1. The actual state of retention management in Japan
 According to the Ministry of Health, Labour and Welfare's Survey on Employment of Young People (2014), over 70% of establishments were undertaking measures in order to retain young employees, in regard to regular employees. We can see that many companies are practicing some form of retention management. In terms of specific policies, policies regarding “improving communication in the workplace” were the most common, followed by “assigning work that matches the person's skills and capabilities,” “providing detailed explanations and information prior to hiring,” and “implementation of and support for training.” We can see that companies are emphasizing the promotion of workplace communication, giving employees work that they are suited for, providing detailed information prior to hiring, and proactive development of employees' skills. However, the results of this survey do not show an actual increase in retention rates due to introducing these policies.
 What kind of policies are actually useful in increasing employee retention rates? The Japan Institute for Labor Policy and Training asked companies about policies they had implemented with the goal of retaining young people, while at the same time surveying employees on which policies implemented by companies are effective in allowing them to continue working there (2007). Ranking highly were: (1) implementing in-house training, (2) assigning individuals the work that they want to do, (3) creating a workplace atmosphere in which young people feel comfortable communicating, (4) implementing Management by Objectives for young people, and (5) support for self-development. Meanwhile, ranking highly in the employee survey were: (1) raising wages, (2) making it easier to take time off, (3) assigning individuals the work that they want to do, and (4) support for work-life balance. In other words, aside from assigning individuals the work that they want to do, companies and employees put emphasis on different things.

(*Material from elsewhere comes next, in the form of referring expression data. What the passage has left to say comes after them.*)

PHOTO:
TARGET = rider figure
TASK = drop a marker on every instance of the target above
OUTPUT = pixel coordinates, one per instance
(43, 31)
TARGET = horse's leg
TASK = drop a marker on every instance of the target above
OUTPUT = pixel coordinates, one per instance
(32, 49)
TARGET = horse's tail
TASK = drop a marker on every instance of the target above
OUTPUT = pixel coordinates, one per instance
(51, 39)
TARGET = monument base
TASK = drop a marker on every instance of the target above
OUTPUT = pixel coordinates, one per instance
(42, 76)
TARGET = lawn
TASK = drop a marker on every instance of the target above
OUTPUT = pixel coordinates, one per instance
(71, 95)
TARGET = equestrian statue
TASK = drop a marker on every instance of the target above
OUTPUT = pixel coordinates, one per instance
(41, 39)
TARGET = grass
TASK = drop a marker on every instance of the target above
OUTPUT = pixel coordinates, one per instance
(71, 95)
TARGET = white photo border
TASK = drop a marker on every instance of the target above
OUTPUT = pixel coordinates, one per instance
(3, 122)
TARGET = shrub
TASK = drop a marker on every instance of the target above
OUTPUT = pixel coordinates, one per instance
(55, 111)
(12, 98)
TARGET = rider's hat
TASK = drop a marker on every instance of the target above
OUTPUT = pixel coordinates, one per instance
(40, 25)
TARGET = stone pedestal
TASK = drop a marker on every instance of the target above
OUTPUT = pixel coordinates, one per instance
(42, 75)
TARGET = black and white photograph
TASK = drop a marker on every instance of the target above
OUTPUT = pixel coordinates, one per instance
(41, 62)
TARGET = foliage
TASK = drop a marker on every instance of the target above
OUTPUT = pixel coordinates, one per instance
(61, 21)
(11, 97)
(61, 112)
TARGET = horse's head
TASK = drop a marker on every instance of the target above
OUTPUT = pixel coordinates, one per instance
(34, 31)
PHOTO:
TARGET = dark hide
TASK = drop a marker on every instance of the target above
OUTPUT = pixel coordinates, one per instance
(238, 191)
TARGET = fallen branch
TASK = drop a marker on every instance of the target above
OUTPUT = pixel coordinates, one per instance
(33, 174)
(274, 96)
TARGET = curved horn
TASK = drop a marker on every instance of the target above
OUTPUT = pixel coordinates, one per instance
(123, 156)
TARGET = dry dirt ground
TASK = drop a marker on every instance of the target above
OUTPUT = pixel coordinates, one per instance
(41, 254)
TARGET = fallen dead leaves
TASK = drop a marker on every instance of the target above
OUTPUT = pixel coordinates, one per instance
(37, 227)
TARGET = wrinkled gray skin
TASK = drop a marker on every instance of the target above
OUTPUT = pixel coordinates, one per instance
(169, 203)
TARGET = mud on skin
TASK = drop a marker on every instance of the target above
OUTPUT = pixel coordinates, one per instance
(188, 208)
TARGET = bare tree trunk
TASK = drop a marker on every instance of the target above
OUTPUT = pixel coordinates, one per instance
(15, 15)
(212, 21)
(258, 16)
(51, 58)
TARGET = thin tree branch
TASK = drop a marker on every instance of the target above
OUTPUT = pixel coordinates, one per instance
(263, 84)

 Increased wages, securing time off, and support for work-life balance—things that employees wished for—are items that have been emphasized, particularly by working people, in surveys in recent years, but they rank low among company policies. The same applies in reverse, as in-house training, something emphasized by companies, was not ranked highly by employees. In-house training is useful in improving both employee skills and productivity. However, it is possible that the message is not resonating with employees. In other words, in order to achieve effective retention management, it is necessary to consider the wishes of employees.
 Next, let us take a look at a specific retention management policies and cases from real companies.
2. Specific retention management policies (1)
(1) Hiring management
 The retention effects of realistic job previews have been examined. This practice is similar to the Ministry of Health, Labour and Welfare's “providing detailed explanations and information prior to hiring” (2014) mentioned above. Giving realistic job previews means companies clearly telling prospective employees what kind of work they will be doing upon being hired by that company. This means telling applicants about the experiences that many people have upon being hired, including the more negative sides. Therefore, applicants who have unrealistically high expectations before entering the company will come to tone down those expectations. This is said to have the effect of curbing the disillusionment that some feel after entering the company (a vaccine effect). Company X, a real HR services company, is as open as possible with information, saying that they make a point to inform applicants of the more difficult aspects, in particular. They have also had mid-career applicants work at the office for half or full days. (One such case resulted in the applicant not entering the company.) They say that these practices resulted in fewer resignations.
 Furthermore, such practices' relationship with careful recruitment has been analyzed. Careful recruitment means determining the human resources that companies need and hiring employees according to a plan. In many cases, this results in difficult recruitments. Company Y, a real salon chain, had a policy to hire large numbers of people, and, as a result, a large number quit. They switched to a policy in which only necessary staff was vetted, hired, and retained, and as a result, the number of resignees was reduced. However, careful recruitment is difficult to actually practice in the current situation of labor shortages, and many companies say that it is not realistic.